The former civil rights activist and veteran socialist advances the theory that, while the bigger parties, particularly Sinn Fein and the Democratic Unionists, will continue to dominate the local scene by becoming part of the establishment running Northern Ireland Plc, they are in in danger of alienating small, but potentially important sections of their working-class support. "There are now a lot of people who are politically homeless - especially working-class supporters of the DUP and Sinn Fein," says McCann.
Of course, he is long enough in the tooth to realise that beyond religious sectarianism there is also the twin challenge of sectarianism-of-the-Left.
The tendency of Left-wing parties to hate their Leftist rivals hampers the emergence of a serious Left-wing force. Many Left forces believe they alone hold the Holy Grail of True Socialism.
McCann, however, has called for a new realism among progressive parties on the Left. He envisages that parties ranging from the Irish Republican Socialist Party, the Socialist Workers Party, Workers Party, Communists and the Progressive Unionists could agree on a minimum platform.
Unity could be promoted in the guise of opposition to George Osborne's cost-cutting programme. In reality, this would mean potential Left-wing voters in Derry, from the Waterside to the Bogside and beyond, would have McCann as the single Left-unity candidate. In East Belfast, however, the sole Left candidate would be the sitting MLA and former PUP leader Dawn Purvis.
The 'minimum platform' poses challenges even within the republican Left. Would, for example, the IRSP in West Belfast be prepared to back their old rivals in the Workers Party in that seat? What about the Greens? On ecological grounds the Greens are in favour of water charges while the other parties on the Left of the political spectrum oppose them.

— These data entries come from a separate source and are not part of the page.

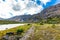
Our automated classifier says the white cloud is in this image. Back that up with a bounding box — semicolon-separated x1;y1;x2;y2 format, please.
0;0;50;18
40;0;51;5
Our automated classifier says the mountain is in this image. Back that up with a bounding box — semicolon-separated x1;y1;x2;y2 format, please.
8;4;60;22
39;3;60;18
8;15;31;22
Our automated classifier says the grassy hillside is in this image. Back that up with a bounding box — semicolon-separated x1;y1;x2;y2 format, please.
0;24;31;39
27;24;60;40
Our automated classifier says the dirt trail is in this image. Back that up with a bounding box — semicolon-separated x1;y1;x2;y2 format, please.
20;26;34;40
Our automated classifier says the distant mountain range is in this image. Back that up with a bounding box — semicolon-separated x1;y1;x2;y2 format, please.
1;4;60;22
0;18;3;20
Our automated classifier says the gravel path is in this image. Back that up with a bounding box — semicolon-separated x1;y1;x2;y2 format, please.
20;26;34;40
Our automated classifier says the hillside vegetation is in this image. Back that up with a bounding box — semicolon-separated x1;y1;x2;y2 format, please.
27;24;60;40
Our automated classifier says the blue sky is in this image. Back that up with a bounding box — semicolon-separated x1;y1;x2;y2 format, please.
0;0;60;18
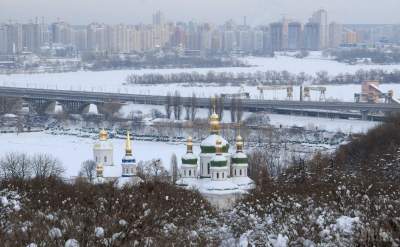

Could a Left alliance recommend a vote for Brian Wilson in North Down, for instance, even though they are on diametrically opposing sides of the water charges debate?
Beyond McCann in Foyle, Newtownabbey Independent Labour activist Mark Langhammer could fight either East Antrim or North Belfast. Would it be too outlandish even to suggest that punk impresario and Good Vibrations' founder Terri Hooley could join the Left-list for, say, South Belfast? Thousands on Facebook are actually backing a campaign to get Hooley elected Lord Mayor of Belfast.
It would be naive in the extreme to predict that a disparate Left-list could challenge the hegemony of the established tribal parties. The lesson from the Westminster election - especially in places like Fermanagh/South Tyrone - is that confessional politics remains the prevalent norm. Nonetheless, there are thousands out there who are alienated from traditional power-play. They are, as Eamon McCann rightly puts it "politically homeless".
It will be fascinating to see over the next few months if the local Left can provide even a temporary, bolted-together shelter for them.